In-Fusion Snap Assembly products enable directional, seamless cloning of any PCR fragment—or multiple fragments—into any linearized vector in a single 15-minute reaction. No additional treatment of the PCR fragment (such as restriction digestion, ligation, phosphorylation, or blunt-end polishing) is required. The efficiency of In-Fusion Snap Assembly is over 95%, providing confidence in your clones and enabling you to scale up for high-throughput workflows.

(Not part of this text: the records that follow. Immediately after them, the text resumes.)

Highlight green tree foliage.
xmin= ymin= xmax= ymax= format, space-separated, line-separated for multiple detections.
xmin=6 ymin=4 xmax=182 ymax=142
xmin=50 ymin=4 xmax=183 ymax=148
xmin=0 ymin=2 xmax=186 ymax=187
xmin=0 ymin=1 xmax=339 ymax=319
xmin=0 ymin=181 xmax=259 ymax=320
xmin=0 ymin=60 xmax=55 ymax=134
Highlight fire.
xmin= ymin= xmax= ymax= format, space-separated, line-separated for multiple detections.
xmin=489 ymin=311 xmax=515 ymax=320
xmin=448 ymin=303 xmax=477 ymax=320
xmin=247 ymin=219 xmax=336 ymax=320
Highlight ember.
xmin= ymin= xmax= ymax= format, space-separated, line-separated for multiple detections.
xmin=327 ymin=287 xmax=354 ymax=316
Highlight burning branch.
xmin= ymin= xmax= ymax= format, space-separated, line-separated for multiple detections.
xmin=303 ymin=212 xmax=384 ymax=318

The In-Fusion Snap Assembly Master Mix fuses PCR-generated sequences and linearized vectors efficiently and precisely—without the use of ligase—utilizing a 15-bp overlap at their ends. This 15-bp overlap can be engineered by designing custom primers for amplification of the desired sequences using our primer design tool. The In-Fusion master mix removes nucleotides from the 3" end of the linear DNA strands. This allows complementary base pairs between two pieces of DNA to anneal, leading to fragment joining. This method can be used to clone single or multiple fragments into a single vector without subcloning. Additional applications include mutagenesis, gene synthesis, gene design, domain swapping, and domain modification. The ability to clone directly into any destination vector at any locus (without the use of restriction enzymes) eliminates the need for any further subcloning or manipulation, simplifying the cloning workflow and further enabling a transition to high-throughput applications.

All In-Fusion Snap Assembly products contain the In-Fusion Snap Assembly Master Mix and reagents for control experiments. The master mix is provided in a liquid format as a 5X enzyme premix in 20-μl to 100-μl aliquots, depending on kit size.